A recession is often a time for cutting back and saving on the extravagances in life. However, sometimes it is also an occasion to say “what the heck” and engage in a little indulgence—such as flying by helicopter to attend the UK’s most popular motor racing event of the year.
The British Formula 1 Grand Prix at Silverstone (which runs Friday July 6th through Sunday July 8th) is that annual event. It regularly attracts a huge crowd over the race weekend. In 2011, 88,000 attended on the Friday of the three-day race weekend—and remember this is a day with no qualification timing, just practice. On Saturday, the official race qualifying day, the figure rose to 105,000. Finally on Sunday, a record 122,000 swarmed to the ex-Royal Air Force airfield in the north Buckinghamshire countryside to see Sebastian Vettel in his Red Bull racing car repeat his victory of 2009.
Needless to say, in spite of excellent road improvement schemes in recent years—which have been partially successful in reducing the traffic congestion—in the immediate area of the raceway, the sheer volume of people traveling to the racetrack for a specific start time still causes inevitable long queues.
The best way to avoid this mayhem, especially on a hot day (yes, it even occasionally happens in the UK), is to fly in by helicopter. This can either be in one of the flights a few minutes flying time away from the racetrack, usually just off the M1 motorway, or from an airport further afield.
With six weeks to go before this year’s race, the new owners of Battersea heliport in central London—now called the Barclays London Heliport—were anticipating the best weekend of the year in terms of bookings. The trip from this central London location takes only 25 minutes.
Private equity and real estate entrepreneurs, the Reuber Brothers, bought the London heliport in Battersea in February this year. It is the only London-based heliport licensed by the Civil Aviation Authority (CAA).
“We have already confirmed more slots for the Grand Prix than in the last four years,” said heliport manager Simon Hutchins, adding that “bookings are up 100 percent and counting on last year’s event.” He continued: “The slot allocation for Sunday (race day itself) is almost fully utilized and Saturday is heading towards maximum capacity too.” However, 15 percent of bookings are connecting passengers arriving at one of London’s airports into the motor racing circuit.
Flight bookings into Silverstone still have some way to go before passing an exceptional record set at the British Grand Prix in 1999. On a single day from dawn to dusk the temporary Silverstone heliport recorded 4,200 aircraft movements (one movement being a landing or take-off). The airfield was fully licensed with used 24 air traffic controllers during the day. It utilized six air traffic control radio frequencies with an additional continuous message broadcast service (ATIS). Finally, all movements were coordinated on a Visual Flight Rule (VFR) basis without the assistance of radar or other electronic navigation aids.

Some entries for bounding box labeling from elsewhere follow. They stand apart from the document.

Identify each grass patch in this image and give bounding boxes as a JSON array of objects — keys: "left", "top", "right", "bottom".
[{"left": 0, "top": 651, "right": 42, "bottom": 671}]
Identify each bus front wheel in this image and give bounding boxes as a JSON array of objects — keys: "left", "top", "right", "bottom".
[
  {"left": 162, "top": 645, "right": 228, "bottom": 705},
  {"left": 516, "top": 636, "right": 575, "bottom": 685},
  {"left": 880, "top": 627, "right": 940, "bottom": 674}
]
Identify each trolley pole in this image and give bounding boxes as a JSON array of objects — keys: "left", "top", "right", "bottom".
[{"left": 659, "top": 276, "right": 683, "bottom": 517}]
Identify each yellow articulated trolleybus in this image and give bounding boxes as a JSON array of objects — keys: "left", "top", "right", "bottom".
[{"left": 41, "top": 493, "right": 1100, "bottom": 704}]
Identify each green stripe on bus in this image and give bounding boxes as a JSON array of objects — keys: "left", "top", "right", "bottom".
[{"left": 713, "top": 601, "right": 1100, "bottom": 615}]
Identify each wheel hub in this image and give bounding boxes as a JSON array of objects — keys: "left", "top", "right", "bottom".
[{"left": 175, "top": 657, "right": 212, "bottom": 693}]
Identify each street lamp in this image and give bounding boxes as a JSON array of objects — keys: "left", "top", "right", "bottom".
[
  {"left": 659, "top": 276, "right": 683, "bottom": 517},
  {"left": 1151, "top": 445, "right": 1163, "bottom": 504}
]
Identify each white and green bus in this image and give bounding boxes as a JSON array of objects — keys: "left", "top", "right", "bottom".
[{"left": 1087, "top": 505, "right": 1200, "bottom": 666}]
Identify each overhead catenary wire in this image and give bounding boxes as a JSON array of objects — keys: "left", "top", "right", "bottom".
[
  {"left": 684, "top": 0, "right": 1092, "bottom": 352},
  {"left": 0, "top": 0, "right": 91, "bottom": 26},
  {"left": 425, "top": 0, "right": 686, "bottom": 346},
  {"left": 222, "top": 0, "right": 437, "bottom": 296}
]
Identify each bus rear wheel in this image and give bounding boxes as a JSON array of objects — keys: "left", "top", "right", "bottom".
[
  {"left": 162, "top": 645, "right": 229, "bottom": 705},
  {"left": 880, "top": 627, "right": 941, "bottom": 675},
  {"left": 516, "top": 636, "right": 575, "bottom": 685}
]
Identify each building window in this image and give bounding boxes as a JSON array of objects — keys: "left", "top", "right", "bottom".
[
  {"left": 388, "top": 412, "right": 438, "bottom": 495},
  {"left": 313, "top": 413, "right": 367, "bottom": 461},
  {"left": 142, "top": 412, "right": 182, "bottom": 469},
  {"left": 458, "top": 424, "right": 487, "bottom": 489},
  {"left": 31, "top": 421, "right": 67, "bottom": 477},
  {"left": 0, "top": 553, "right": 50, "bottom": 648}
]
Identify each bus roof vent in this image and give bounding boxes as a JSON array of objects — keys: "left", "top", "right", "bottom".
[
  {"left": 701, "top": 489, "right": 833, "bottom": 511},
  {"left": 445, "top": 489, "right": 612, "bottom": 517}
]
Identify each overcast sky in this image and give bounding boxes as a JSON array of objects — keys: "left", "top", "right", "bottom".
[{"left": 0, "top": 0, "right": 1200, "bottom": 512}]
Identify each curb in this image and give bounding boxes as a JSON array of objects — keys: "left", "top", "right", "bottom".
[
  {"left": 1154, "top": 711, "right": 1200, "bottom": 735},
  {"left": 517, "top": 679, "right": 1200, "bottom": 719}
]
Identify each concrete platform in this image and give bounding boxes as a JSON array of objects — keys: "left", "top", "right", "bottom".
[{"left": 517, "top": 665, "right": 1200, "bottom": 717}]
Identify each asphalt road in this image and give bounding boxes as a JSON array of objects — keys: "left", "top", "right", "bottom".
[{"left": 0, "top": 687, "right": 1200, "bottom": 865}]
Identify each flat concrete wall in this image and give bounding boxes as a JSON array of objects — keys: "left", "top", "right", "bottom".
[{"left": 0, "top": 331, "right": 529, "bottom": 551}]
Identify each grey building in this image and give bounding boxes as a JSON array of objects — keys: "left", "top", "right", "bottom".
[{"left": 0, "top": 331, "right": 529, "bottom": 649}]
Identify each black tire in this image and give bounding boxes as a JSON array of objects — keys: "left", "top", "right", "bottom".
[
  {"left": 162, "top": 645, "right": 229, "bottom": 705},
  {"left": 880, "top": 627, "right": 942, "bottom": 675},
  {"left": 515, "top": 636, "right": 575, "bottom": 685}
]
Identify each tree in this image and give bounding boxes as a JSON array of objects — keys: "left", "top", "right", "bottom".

Little has changed since then, even air control on a VFR basis. This year’s CAA information notice states that maximum movement rates have been agreed through experience gained over the years. The raceway’s air traffic control (ATC) has a slot system that regulates departures and arrivals, which operators have to adhere to. All feeder sites must submit their applications a month in advance together with the estimated number of aircraft movements from that site.
The Silverstone heliport is based on a single-circuit Final Approach and Take-Off area (FATO). The heaviest helicopter permitted to operate into the circuit is a Sikorsky S-76 or equivalent. Silverstone limits remain at 5 km and 800 feet AGL (1,300 ft AMSL based on Silverstone QNH).
Note: RAF Silverstone was opened as a training station in 1943 and operated the Vickers Wellington bomber. Its classic three runway format in World War II triangle formation still lie within the racetrack.